Bukanlah pengertian yang dimaksud sebagai celaan terhadap mereka karena mereka memerintahkan kepada kebajikan, sedangkan mereka sendiri tidak melakukannya, melainkan karena mereka meninggalkan kebajikan itu sendiri. Mengingat amar wa’ruf/hukumnya wajib atas setiap orang alim, tetapi yang lebih diwajibkan bagi orang alim ialah melakukannya di samping memerintahkan orang lain untuk mengerjakannya, dan ia tidak boleh ketinggalan. Perihalnya sama dengan apa yang dikatakan oleh Nabi Syu’aib ‘alaihissalam

yang disitir oleh firman-Nya: Dan aku tidak berkehendak mengerjakan apa yang aku larang kalian darinya, aku tidak bermaksud kecuali (mendatangkan) perbaikan selama aku masih berkesanggupan. Dan tidak ada taufik bagiku melainkan dengan (pertolongan) Allah. Hanya kepada Allah aku berlawakal dan hanya kepada-Nya-lah aku kembali. (Hud: 88) Melakukan amar ma’ruf dan melakukan perbuatan makruf hukumnya wajib, masing-masing dari keduanya tidak gugur karena tidak melakukan yang lain. Demikianlah pendapat yang paling shahih dari kedua golongan ulama, yaitu ulama Salaf dan ulama Khalaf.

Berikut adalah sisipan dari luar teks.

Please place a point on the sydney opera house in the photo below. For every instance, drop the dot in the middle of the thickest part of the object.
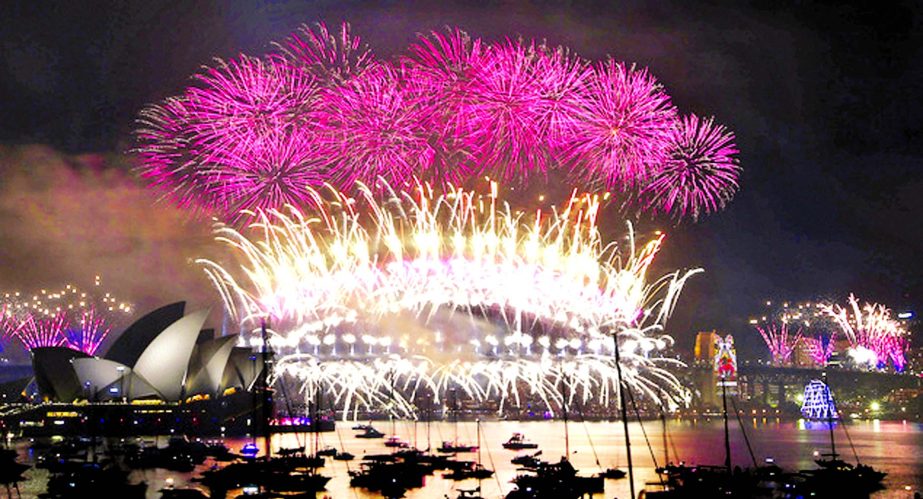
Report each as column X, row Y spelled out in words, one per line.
column 164, row 374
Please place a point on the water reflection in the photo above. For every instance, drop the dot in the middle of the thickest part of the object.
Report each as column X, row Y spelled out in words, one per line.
column 895, row 447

Sebagian ulama mengatakan bahwa orang yang berbuat maksiat tidak boleh melarang orang lain untuk melakukannya. Pendapat ini lemah, dan lebih lemah lagi mereka memegang ayat ini sebagai dalil mereka, karena sesungguhnya tidak ada hujah bagi mereka dalam ayat ini. Tetapi pendapat yang shahih mengatakan bahwa orang yang alim harus memerintahkan amar ma’ruf, sekalipun dia sendiri tidak mengerjakannya; harus melarang perbuatan yang mungkar, sekalipun dia sendiri mengerjakannya.

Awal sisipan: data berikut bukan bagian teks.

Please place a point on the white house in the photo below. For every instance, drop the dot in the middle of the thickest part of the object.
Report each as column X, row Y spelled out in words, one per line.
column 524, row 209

Malik ibnu Rabi’ah mengatakan bahwa ia pernah mendengar Sa’id ibnu Jubair berkata, “”Seandainya seseorang tidak melakukan amar ma’ruf, tidak pula nahi munkar karena diharuskan baginya bersih dari hal tersebut, niscaya tiada seorang pun yang melakukan amar ma’ruf, tidak pula nahi munkar.”” Malik berkata, “”Dan memang benar, siapakah orangnya yang bersih dari kesalahan?”” Menurut kami, dalam keadaan demikian (orang yang bersangkutan adalah seorang yang alim) ia tercela, sebab meninggalkan amal ketaatan dan mengerjakan maksiat, karena dia adalah seorang yang alim dan pelanggaran yang dilakukannya atas dasar pengetahuan, mengingat tidaklah sama antara orang yang alim dengan orang yang tidak alim.

Untuk itu, banyak hadits yang mengancam orang yang melakukan hal tersebut. Imam Abul Qasim At-Ath-Thabarani di dalam kitab Mu’jamul Kabir telah meriwayatkan, telah menceritakan kepada kami Ahmad ibnul Mala Ad-Dimasyqi dan Al-Hasan ibnu Ali Al-Umri; keduanya mengatakan, telah menceritakan kepada kami Hisyam ibnu Ammar, telah menceritakan kepada kami Ali ibnu Sulaiman Al-Kalbi, telah menceritakan kepada kami Al-A’masy, dari Abu Tamimah Al-Hujaimi, dari Jundub ibnu Abdullah yang mengatakan bahwa Rasulullah shallallahu ‘alaihi wa sallam pernah bersabda: Perumpamaan orang alim yang mengajarkan kebaikan kepada orang lain, sedangkan dia sendiri tidak mengamalkannya, sama dengan pelita; ia memberikan penerangan kepada orang lain, sedangkan dirinya sendiri terbakar.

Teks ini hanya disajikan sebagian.